Advisory

Yorick Koster, May 2015

Integer overflow in .NET Framework System.DirectoryServices.Protocols.Utility class

Abstract

An integer overflow exists in the System.DirectoryServices.Protocols.Utility class of the .NET Framework. Triggering this issue results in an overflown integer that is used to allocate a buffer on the heap that is too small, resulting in memory corruption.

See also

- CVE-2015-2504
- MS15-101: Vulnerabilities in .NET Framework Could Allow Elevation of Privilege (3089662)

Affected versions

This issue affects .NET Framework version 4.5 and 4.6. Other versions are not affected as this issue can only be triggered using large arrays (> 2GB).

Fix

Microsoft released MS15-101 that addresses this issue.

Introduction

The System.DirectoryServices.Protocols namespace provides the methods defined in the Lightweight Directory Access Protocol (LDAP) version 3 (V3) and Directory Services Markup Language (DSML) version 2.0 (V2) standards.

System.DirectoryServices.Protocols.dll is located in the Global Assembly Cache (GAC). As a result the Assembly is trusted by the .NET Framework and will run with Full Trust permissions. In addition, the Assembly is compiled with the AllowPartiallyTrustedCallers attribute, which allows it to be used from Assemblies running with Partial Trust permissions.

/advisory/SFY20150501/System.DirectoryServices.Protocols.dll.png
Figure 1: AllowPartiallyTrustedCallers set in System.DirectoryServices.Protocols.dll

Details

An integer overflow exists in AllocHGlobalIntPtrArray() method of the System.DirectoryServices.Protocols.Utility class.
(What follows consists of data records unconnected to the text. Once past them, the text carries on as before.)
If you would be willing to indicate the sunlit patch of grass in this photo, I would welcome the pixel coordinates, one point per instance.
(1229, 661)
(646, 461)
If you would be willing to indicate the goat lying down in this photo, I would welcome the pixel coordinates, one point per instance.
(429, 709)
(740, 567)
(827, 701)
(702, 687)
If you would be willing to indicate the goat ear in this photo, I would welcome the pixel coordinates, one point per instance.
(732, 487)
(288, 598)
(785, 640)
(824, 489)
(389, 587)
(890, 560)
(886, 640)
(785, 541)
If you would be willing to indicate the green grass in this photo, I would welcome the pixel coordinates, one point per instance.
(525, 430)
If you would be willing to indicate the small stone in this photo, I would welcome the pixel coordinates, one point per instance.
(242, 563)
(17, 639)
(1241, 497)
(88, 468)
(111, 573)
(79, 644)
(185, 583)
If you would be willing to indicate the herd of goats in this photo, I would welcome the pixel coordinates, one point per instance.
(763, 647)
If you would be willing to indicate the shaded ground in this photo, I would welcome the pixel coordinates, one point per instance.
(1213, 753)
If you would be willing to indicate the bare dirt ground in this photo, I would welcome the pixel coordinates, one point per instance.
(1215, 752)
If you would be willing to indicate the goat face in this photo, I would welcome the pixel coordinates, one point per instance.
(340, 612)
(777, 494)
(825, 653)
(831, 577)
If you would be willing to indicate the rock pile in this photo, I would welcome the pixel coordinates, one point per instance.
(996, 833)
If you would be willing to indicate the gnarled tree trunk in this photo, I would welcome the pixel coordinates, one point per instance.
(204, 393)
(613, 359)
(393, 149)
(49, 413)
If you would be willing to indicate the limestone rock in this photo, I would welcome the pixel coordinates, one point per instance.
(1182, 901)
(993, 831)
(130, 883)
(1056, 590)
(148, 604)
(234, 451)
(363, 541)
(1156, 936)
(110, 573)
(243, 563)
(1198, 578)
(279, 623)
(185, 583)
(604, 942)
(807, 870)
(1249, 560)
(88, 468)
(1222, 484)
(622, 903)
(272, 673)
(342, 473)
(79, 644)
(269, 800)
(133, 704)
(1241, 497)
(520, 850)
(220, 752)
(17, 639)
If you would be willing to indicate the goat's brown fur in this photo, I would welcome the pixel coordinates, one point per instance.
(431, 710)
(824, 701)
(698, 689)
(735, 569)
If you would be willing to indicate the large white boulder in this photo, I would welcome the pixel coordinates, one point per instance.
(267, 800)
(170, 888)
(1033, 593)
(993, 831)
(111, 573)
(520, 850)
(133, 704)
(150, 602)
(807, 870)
This methods accepts a size parameter that is multiplied with the size of IntPtr. No check is performed to determine whether this multiplication overflows. This can result in the allocation of a heap buffer that is too small.

internal static IntPtr AllocHGlobalIntPtrArray(int size)
{
   IntPtr num1 = (IntPtr) 0;
   IntPtr num2 = Marshal.AllocHGlobal(Marshal.SizeOf(typeof (IntPtr)) * size);
   for (int index = 0; index < size; ++index)
      Marshal.WriteIntPtr((IntPtr) ((long) num2 + (long) (Marshal.SizeOf(typeof (IntPtr)) * index)), IntPtr.Zero);
   return num2;
}

Since this is an internal class, it cannot be called directly. However it is exposed in various classes located in the System.DirectoryServices.Protocols namespace.

The following proof of concept triggers the integer overflow, resulting in a crash of the application. The Platform target should be set to x64 and gcAllowVeryLargeObjects must be enabled.

static class Crash
{
   [STAThread]
   static void Main()
   {
      Object[] value = new Object[1] { new byte[0x1FFFFFFF][] };
      System.DirectoryServices.Protocols.BerConverter.Encode("V", value);
   }
}

This issue appears difficult to exploit. First of all it can only be triggered when the application is running on a 64-bit platform and support for large arrays is enabled. In addition, after the buffer is allocated it is zeroized using the user-supplied length.

Successful exploitation could result in an application running with Partial Trust permissions to break from the CLR sandbox and run arbitrary code with Full Trust permissions.